Specific targeting delivery to MUC1 overexpressing tumors by albumin-chitosan nanoparticles conjugated to DNA aptamer

Background and objective : MUC1 is overexpressed on the surface of tumor cells such as breast, ovary,prostate, cervix, colon, pancreas, and lung, whereas it is expressed to a limited extent in normal cells, it is an appropriate target for chemotherapeutics[1]. Aptamers (Apt) are single-stranded RNA or DNA oligonucleotides that fold into well-defined 3-dimension structures, which are able to recognize molecules, such as phospholipids, proteins, nucleic acids, and sugars, [2].Apt show high affinity and specificity to the cell-specific receptors [3].Chitosan-coated human serum albumin nanoparticles were functionalized by MUC1 aptamer to obtain a selective drug carrier toward cancers overexpressing MUC1.Material and method: HAS-CS- APT NPs was synthesized and cellular uptake, specific targeting capacity and cytotoxicity against cells overexpressing MUC1 receptors was determined. particle size and drug loading capacity and physicochemical properties was determined. Also conjugation of Apt was shown with confocal microscopy.Findings: The IC50 of targeted nanoparticles was 28 and 26% of free paclitaxel in MCF7 and T47D cells at 48 h, respectively. Confocal laser scanning electron microscopy showed that aptamer conjugation and positive charge increase the cellular uptake. 66% of paclitaxel was released within 32 h, but 100% of drug was released at pH = 5.5 (similar cancer cells). The paclitaxel plasma amount was at a good level of 17.6% at 2 h for increasing the chance of cellular uptake. Particle size was less than 200 nm. The negative charges of albumin nanoparticles were shifted to positive charges by surface modification with chitosan, and MUC1 was conjugated through an acrylate spacer.

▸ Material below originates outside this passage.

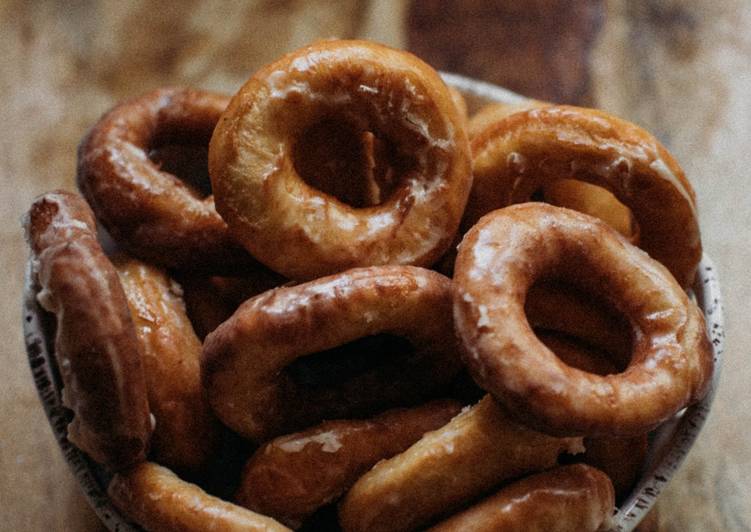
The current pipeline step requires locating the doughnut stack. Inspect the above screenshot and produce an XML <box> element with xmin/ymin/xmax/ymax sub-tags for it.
<box><xmin>24</xmin><ymin>40</ymin><xmax>713</xmax><ymax>531</ymax></box>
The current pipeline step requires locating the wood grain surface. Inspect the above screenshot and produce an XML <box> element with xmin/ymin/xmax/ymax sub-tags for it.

The cytotoxicity of targeted nanoparticles was significantly more than non-aptamer nanoparticles, and also the chitosan-coated nanoparticles had more cytotoxic effects than the negatively charged albumin nanoparticles.Conclusion: The present research proposed a novel strategy based on nanoparticle surface modification for the specific delivery of hydrophobic anticancers to overexpressing MUC1 tumors. The HSA-CS-Apt NPs showed enhanced cellular uptake, increased specific targeting capacity, and increased cytotoxicity against cells overexpressing MUC1 receptors. The enhanced anti-tumor effect of HSA-CS-Apt NPs was attributed to the small particle size, enhanced solubility and permeation to cells, the positive charge of CS, and active targeting by Apt.